Every day hundreds of thousands of dictations, court orders and petitions are dictated and converted to text documents using Nuance Communications’ Dragon NaturallySpeaking software across the high courts of Mumbai, Kerala, Andhra Pradesh (AP), Delhi and the judicial offices of Karnataka. Dipen S, a practising attorney in AP High Court says, “I regularly give dictations running into hundreds of pages. But availability of stenographers was always an issue. With the Dragon software, I can now give dictations even at midnight from my home. The accuracy is almost 97 per cent and the typing speed is very fast. I have drafted hundreds of petitions and the software actually learns from experience.”
Sunny Rao of Nuance Communications, the speech recognition company currently powering Apple’s Siri in the iPhone 4S, claims this is a first-of-its-kind initiative in India, where voice solutions have been adopted by the judiciary to read out judgments in courts. Rao, who is the managing director (India and South East Asia) for the firm, also adds that Nuance’s voice solutions are also being used by the Income Tax Department, RBI and NABARD.
Dragon NaturallySpeaking (legal version) speech recognition software lets users dictate documents, send and manage e-mail and give commands to their computers. The firm claims it is three times faster than typing. The software offers a pre-configured vocabulary with over 30,000 legal terms, automatically formats legal citations and supports third-party correction to help you achieve accuracy in dictating. One can dictate into a hand-held device and Dragon Legal will transcribe the audio and send it to PC.

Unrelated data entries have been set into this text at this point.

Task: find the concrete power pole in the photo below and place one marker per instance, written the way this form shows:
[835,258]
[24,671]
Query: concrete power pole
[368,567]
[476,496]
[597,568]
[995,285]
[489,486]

Nuance is also bullish on its Dragon Medical, a medical speech recognition software, specifically designed for the healthcare sector. It is being used by several hospitals like SevenHills Hospital in Mumbai, Apollo Hospital in Bangalore, Medanta in Gurgaon, Narayana Hrudalaya in Bangalore and Lilavati Hospital and Research Centre in Mumbai, thus facilitating faster delivery of medical reports and discharging summaries to patients. By incorporating speech recognition into mobile apps, doctors and nurses are now able to dictate their notes into patients’ electronic health records (EHRs) on an iPhone or iPad or any Android device. “If you go to these hospitals, it is not unusual to see a physician speak to an iPhone or iPad, documenting an electronic health record,” says Rao. It’s not just the big players that want to make use of speech solutions, the government, too, is actively integrating voice-activated platforms for several of its e-governance projects across the country. In one such, Nuance, along with Evo lgence IT Systems, a global technology and development consulting firm, has deployed voice biometrics and speech recognition solutions across a range of rural healthcare programmes. The speech recognition deployments are powered by the ninth-generation automatic speech recognition (ASR) engine from Nuance Communications that supports 14 different Indian languages, including Indian English, Hindi, Bengali, Gujarati, Kannada, Malayalam, Marathi, Oriya, Punjabi, Tamil, Telugu, Assamese, Bhojpuri and Urdu.
Technologies such as voice-verification are also being used for authenticating and recording attendance in social schemes such as the National Rural Employment Guarantee Act (NREGA). It has helped eliminate fraudulent cases.
According to Rao, it is a matter of time before humans demand speaking directly to machines, instead of jabbing buttons. And Nuance isn't limiting itself to computers, phones and tablets. At the Consumer Electronics Show in January this year, the company rolled out its Dragon TV. The product brings voice-recognition to television, allowing firms to build voice and touch apps geared specifically towards video.
Nuance is also betting on automobiles to come embedded with their voice solutions. The company has been integral to the development of Ford Motor’s SYNC, a voice-activated in-car connectivity system, which will make its European debut later this year.
“We along with Ford are now working towards embedded systems for interpretation of the user’s natural speech, allowing people to intuitively operate vehicle features by speaking as they would to a friend, for a more responsive experience with more voice activation possibilities. This includes researching voice recognition that can understand the user’s intent based on keywords or phrases, even when the exact command is not given,” explains Rao.